Tiga minggu sejak Maldonado dihukum, datanglah sebuah ekspedisi pasukan Spanyol yang membawa bahan makanan dan amunisi ke benteng Kapten Diaz. Pasukan anggota itu kemudian menceritakan kejadian menarik yang mereka jumpai ketika berada di dekat benteng Kapten Diaz.
“Ketika kami berada di dekat benteng ini, kami melihat sebuah pemandangan yang aneh,” kata salah seorang prajurit ekpedisi.
“Kami melihat seorang anak gadis yang terikat di sebuah pohon. Pakaiannya compang-camping. Nampaknya ia sudah terikat cukup lama di pohon itu,” lanjutnya.
“Itu pasti Maldonado,” sela seorang penghuni benteng.
“Maldonado? Kesalahan apa yang dibuatnya sehingga mendapat hukuman seperti itu?” tanya seorang prajurit ekspedisi dengan nada marah.
Para penghuni benteng terdiam dan tertenduk lesu.
“Gadis itu sangat istimewa. Ketika kami akan membebaskannya, kami melihat ada seekor induk puma dan anak-anaknya yang berjaga di bawah pohon itu. Mereka nampak sayang terhadap gadis itu. Aku bahkan yakin induk puma dan anak-anaknyalah yang memberi makan dan minum terhadap gadis itu,” kata prajurit ekspedisi itu melanjutkan cerita.

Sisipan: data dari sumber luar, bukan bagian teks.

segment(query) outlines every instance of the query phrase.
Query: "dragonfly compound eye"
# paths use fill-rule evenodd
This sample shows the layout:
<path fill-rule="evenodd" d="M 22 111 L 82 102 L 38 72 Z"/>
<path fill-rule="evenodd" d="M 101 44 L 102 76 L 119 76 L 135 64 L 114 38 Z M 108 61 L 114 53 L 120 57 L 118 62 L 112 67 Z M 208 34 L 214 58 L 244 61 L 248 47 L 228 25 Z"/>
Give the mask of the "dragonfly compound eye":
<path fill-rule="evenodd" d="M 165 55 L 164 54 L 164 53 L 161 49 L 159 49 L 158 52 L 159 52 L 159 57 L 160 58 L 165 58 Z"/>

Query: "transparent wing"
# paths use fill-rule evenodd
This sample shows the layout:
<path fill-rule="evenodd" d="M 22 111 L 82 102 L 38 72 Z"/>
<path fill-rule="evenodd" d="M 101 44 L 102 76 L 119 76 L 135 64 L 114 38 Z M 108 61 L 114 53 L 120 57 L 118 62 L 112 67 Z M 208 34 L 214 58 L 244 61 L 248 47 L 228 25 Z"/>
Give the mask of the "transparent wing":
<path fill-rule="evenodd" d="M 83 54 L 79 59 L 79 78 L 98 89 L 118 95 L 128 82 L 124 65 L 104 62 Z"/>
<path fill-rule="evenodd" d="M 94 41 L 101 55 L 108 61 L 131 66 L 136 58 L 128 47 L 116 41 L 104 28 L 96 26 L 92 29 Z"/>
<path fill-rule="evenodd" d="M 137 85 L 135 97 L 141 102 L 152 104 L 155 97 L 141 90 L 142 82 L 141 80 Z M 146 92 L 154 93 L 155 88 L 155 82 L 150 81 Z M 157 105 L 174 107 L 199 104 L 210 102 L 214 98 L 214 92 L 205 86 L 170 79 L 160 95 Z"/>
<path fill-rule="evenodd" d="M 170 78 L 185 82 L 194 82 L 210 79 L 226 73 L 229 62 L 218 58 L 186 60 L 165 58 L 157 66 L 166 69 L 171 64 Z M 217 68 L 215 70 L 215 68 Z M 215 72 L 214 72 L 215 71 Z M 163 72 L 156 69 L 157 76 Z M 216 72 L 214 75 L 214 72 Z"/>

Para penghuni benteng menangis mendengar cerita tersebut.
“Kenapa kalian tidak membebaskannya?” tanya salah seorang penghuni benteng.
“Pemimpin kami melarangnya. Ia takut jika mengusik puma-puma itu, sesuatu yang buruk akan menimpa kami,” jelas seorang prajurit ekpedisi.
Entah siapa yang memulai, para penghuni benteng bersama-sama keluar dari benteng. Mereka tidak lagi menghiraukan aturan Kapten Diaz. Hanya satu tujuan mereka, membebaskan Maldonado dan membawanya pulang.
***
Thalia selesai baca bukunya.
"Cerita yang bagus dari....Argentina," kata Thalia.
Thalia menutup buku dan menaruh buku di meja.
"Main piano ah!" kata Thalia.
Thalia beranjak dari duduknya di sofa ke tempat duduk yang dekat dengan piano. Thalia segera memainkan piano dengan baik dengan lagu yang di mainkan, ya lagu klasik gitu.